- Shares of Electric Last Mile Solutions plummeted during trading Monday to less than $1 a share following the company confirming a probe by the Securities and Exchange Commission.
- The investigation is the latest problem for the Michigan-based company following unexpected resignations last month of both the company's chairperson and CEO.
- ELMS said it was withdrawing previous guidance and would need to raise cash to get vehicles to market.
DETROIT – Shares of EV start-up Electric Last Mile Solutions plummeted during trading Monday to less than $1 a share after the company confirmed a probe by the Securities and Exchange Commission into its operations.
The late-Friday disclosure is the latest problem for the Troy, Michigan-based company following unexpected resignations last month of both the company's chairperson and CEO. The departures were connected to ELMS' determination that the executives lied during an internal investigation into share purchases ahead of the company going public through a special purpose acquisition company, or SPAC.
ELMS said it learned of the investigation by the SEC on March 7, according to the regulatory filing Friday. The company also said it was withdrawing previous guidance and would need to raise cash to its vehicles to market.
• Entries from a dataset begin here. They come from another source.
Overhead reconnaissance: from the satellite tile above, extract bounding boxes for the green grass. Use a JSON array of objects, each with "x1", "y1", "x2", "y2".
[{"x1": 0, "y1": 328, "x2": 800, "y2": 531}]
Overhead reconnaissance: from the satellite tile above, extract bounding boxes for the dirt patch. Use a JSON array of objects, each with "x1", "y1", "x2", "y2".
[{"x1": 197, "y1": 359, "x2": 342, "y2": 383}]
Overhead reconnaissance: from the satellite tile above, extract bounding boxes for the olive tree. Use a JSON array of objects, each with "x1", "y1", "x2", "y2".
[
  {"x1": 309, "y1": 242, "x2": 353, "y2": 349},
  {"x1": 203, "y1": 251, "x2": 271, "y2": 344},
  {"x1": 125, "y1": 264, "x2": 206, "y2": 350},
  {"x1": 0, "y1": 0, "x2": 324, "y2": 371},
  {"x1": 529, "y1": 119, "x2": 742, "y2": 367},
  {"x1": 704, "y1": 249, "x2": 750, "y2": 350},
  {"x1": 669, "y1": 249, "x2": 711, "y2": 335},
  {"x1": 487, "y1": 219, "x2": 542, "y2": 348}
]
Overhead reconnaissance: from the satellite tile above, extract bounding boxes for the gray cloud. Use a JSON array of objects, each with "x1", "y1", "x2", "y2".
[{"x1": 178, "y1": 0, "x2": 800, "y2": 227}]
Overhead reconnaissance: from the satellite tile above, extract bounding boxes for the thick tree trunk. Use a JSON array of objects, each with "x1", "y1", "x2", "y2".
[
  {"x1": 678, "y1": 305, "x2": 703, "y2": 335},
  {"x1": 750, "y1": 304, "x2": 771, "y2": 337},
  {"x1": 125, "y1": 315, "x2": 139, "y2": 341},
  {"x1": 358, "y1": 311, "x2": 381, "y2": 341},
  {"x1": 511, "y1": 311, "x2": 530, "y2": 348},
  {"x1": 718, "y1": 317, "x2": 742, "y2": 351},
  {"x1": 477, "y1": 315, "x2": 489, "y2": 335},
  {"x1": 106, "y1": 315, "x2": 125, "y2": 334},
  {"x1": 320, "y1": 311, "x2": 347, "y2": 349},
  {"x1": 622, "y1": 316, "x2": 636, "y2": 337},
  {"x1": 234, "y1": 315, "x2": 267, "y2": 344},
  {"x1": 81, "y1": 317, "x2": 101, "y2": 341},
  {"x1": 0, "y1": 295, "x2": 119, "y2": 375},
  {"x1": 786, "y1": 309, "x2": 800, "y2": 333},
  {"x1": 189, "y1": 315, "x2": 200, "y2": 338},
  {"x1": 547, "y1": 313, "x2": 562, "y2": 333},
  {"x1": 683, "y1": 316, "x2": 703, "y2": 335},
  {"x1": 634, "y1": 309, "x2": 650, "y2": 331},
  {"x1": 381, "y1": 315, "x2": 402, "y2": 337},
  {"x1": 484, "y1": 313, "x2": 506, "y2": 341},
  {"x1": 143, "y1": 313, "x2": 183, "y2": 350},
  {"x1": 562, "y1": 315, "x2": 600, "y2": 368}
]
Shares of ELMS were down by as much as 53% during intraday trading Monday before closing at 99 cents a share, down 48% for the day. The company's stock has declined 86% in 2022.
The company said it has sufficient cash to continue operations through between July and September 2022.
ELMS is among an influx of new EV start-ups to have gone public through a SPAC deal within the past two years. Following initial pops in share prices, most of the companies have been plagued by federal investigations, scandals and executive upheaval.
Nikola Corp., Lordstown Motors and Lucid Group are among such companies to have disclosed SEC inquiries. Nikola late last year agreed to pay the SEC $125 million to settle charges it defrauded investors by misleading them about its products, technical capacity and business prospects.
ELMS made headlines last year when it went public in June, as it prepared to begin producing electric commercial vans at a former General Motors plant in Indiana that last produced gas-guzzling Hummer SUVs in the mid-2000s.
The company is fully cooperating with the SEC investigation, according to the filing. ELMS said it "cannot predict the eventual scope, duration or outcome" of the investigation.